Agustín Basilio de la Vega.

El mundo entero está estudiando y desarrollando las energías renovables para evitar, por un lado, el calentamiento global y la contaminación y, por el otro, mejorar la economía de las personas y depender menos del petróleo y el carbón.
Los resultados son sorprendentes. Alemania por ejemplo, después de la Segunda Guerra Mundial, fincó su desarrollo con base en el tratado del Acero y del Carbón firmado con Francia que dio origen a la comunidad Europea. Más tarde, en la década de los 60´s, el auge del petróleo y de la industria automotriz hizo más barato importar petróleo.
La crisis de hidrocarburos de 1973 y de 1979-80 propició que los alemanes establecieran su primer programa energético para no depender del petróleo y garantizar su seguridad energética por varios años. De 10 plantas nucleares que tenían en 1973, pasaron a tener 35. La última se construyó en 1989.
En el 2002 se reformó la ley de energía nuclear en la República Federal de Alemania para prohibir la generación de energía eléctrica a partir de la atómica y en 2011 se estableció desconectar todas las plantas nucleares en las primeras décadas del siglo XXI.

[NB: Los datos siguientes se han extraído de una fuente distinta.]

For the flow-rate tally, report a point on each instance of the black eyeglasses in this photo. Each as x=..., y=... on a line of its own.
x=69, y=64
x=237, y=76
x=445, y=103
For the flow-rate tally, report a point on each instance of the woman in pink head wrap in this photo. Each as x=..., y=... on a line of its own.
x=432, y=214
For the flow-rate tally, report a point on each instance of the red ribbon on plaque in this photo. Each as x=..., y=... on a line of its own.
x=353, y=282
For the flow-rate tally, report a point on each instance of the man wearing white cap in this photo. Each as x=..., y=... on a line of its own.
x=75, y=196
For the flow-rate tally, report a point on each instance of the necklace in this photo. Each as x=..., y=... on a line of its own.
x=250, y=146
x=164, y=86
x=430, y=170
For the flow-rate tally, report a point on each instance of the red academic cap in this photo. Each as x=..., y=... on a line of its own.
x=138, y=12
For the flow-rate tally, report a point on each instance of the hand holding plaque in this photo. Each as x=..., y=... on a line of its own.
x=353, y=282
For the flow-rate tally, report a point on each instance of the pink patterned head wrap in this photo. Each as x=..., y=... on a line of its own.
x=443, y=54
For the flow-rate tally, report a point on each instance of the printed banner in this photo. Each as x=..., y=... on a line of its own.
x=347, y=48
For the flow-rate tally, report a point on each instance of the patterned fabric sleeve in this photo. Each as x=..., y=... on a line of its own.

¿Cuál es el programa energético de esta potencia industrial? Las energías limpias y además renovables también llamadas energías verdes: viento, radiación del sol, movimiento del agua en cauces, la energía oceánica y los yacimientos geotérmico. Pero no sólo es eso, también han logrado que los particulares puedan, en sus propias casas y empresas, producir su propia energía eléctrica a partir de estas fuentes.
Aunado a lo anterior, Alemania, así como la mayoría de los países industrializados compiten con importantes programas y metas para generalizar en las próximas dos décadas el uso de los coches eléctricos.

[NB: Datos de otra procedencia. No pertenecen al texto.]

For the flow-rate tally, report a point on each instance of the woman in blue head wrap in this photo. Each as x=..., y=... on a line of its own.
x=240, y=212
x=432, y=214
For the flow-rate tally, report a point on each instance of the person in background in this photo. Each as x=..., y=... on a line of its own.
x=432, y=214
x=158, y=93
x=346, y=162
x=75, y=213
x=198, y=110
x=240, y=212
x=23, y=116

México realizó la reforma energética para ponerse al día e impulsar las energías renovables e incrementar las limpias. Los principales objetivos son diversificar y descentralizar la producción de energía, blindar a México contra las fluctuaciones del precio del petróleo, garantizar el suministro de energía eléctrica, disminuir los costos y desarrollar un nuevo sector económico y sus empleos.
La reforma constitucional del 2013 implicó promulgar 7 leyes en México y reformar 8 que velan por el desarrollo sustentable, facilitan la innovación, promueven la inversión, regulan la competencia y en general hacen más eficientes a los mexicanos y aseguran precios económicos a los consumidores.
Nada podrá avanzar si el síndrome de Procusto, o la intolerancia a personas o mentalidades diferentes se fomenta desde la presidencia. Esta actitud egoísta daña a México pues el miedo y rechazo de los conocimientos y experiencia de técnicos, ingenieros o expertos, hace que se desaprovechen las capacidades y creatividad de los mexicanos.
Si con decretos, el gobierno federal desconoce las nuevas oportunidades que establecieron la constitución y sus leyes para modernizar al México en materia energética se perderá la oportunidad de frenar el cambio climático, de generar nuevos empleos con nuevas inversiones y de bajar los precios de la energía. Daremos un paso hacia atrás con respecto al resto del mundo.